Aprender a deixar de correr atrás.
Aprender a não ter vergonha de dizer SIM.
Aprender a dar o primeiro passo. ;)

Volto a dizer, um verdadeiro dicionário de clichés, mas a mais pura verdade. Tudo aquilo que me faltava. Toda uma vida mal vivida, só porque eu não tinha coragem.
Falta-me ainda muito, mas ao mesmo tempo já não me falta nada.

Estou a aprender a viver de verdade. Estou a aprender a ser mais feliz. Ando a espalhar e a receber pequenas partículas de deslumbramento. Daí a minha ausência.
Não sei quando cá voltarei. Não quero que este sítio volte a ser um muro de lamentações, cheio de grafitis feios e escorridos. Quero que esta tela volte a espelhar o brilho e a criatividade de tempos idos. Quero muito.
Até lá, comam muito, bebam bem (se assim vos aprouver), pratiquem exercício, abracem, riam, apanhem sol, molhem-se na chuva (é brutal!) e sejam felizes!





sábado, 14 de abril de 2018

Espaço Cozinha

Cozinha n.f. [plural e plurissignificante]: 
espaço de criação; lugar onde a magia acontece; tachos e panelas dançam numa sinfonia bem afinada e compõem belas partituras;
lugar quente da lareira a crepitar e das histórias no sofá;
lugar embrionário; território oficial do segredo; lugar dos abraços no chão e do colo de mãe.
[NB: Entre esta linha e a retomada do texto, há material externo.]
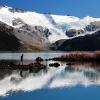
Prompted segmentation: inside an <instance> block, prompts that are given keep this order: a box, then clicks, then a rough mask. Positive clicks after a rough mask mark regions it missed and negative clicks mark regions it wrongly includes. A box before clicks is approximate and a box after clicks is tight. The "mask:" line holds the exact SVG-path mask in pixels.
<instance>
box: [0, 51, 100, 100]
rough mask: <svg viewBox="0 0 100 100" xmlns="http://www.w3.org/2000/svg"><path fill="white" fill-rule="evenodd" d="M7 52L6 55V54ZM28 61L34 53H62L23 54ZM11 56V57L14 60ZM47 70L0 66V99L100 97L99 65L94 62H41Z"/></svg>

Algumas das mais belas e vívidas memórias da minha ainda parca existência estão aqui. Neste, que sempre foi o lugar com cheiro a pão e pano lavado.
Lugar de contação de histórias, de educação, de empatia, de descoberta. Lugar de elucidação e valorização.
Espaço de aprendizagem maior acerca dos meandros, enleios e vicissitudes da socialização humana.
Aqui, todas as dinâmicas se teciam, ampliavam ou destruíam.
É aqui, no seio de um território ainda profundamente feminino, que o poder se dá. Que a vida se faz, se refaz. É aqui que se curam todos os males, os maiores e os menores. É aqui que se nasce e se morre várias vezes sem cessar. É aqui que o ser se faz humano, cresce e se eleva a um patamar maior que o egocentrismo que o acompanha. Aqui, por entre azulejos de diferentes cores e pavimento coçado pelo tempo, que a obra se completa. Os olhos abrilhantam-se a abrem-se para a vida que os rodeia. Os braços estendem-se e cumprem a sua função maior - abraçar. As mãos ganham vida e, num bailado impercetivelmente sincronizado, criam a alquimia que une, liga, enamora os seres.
Aqui, nas minhas memórias da cozinha.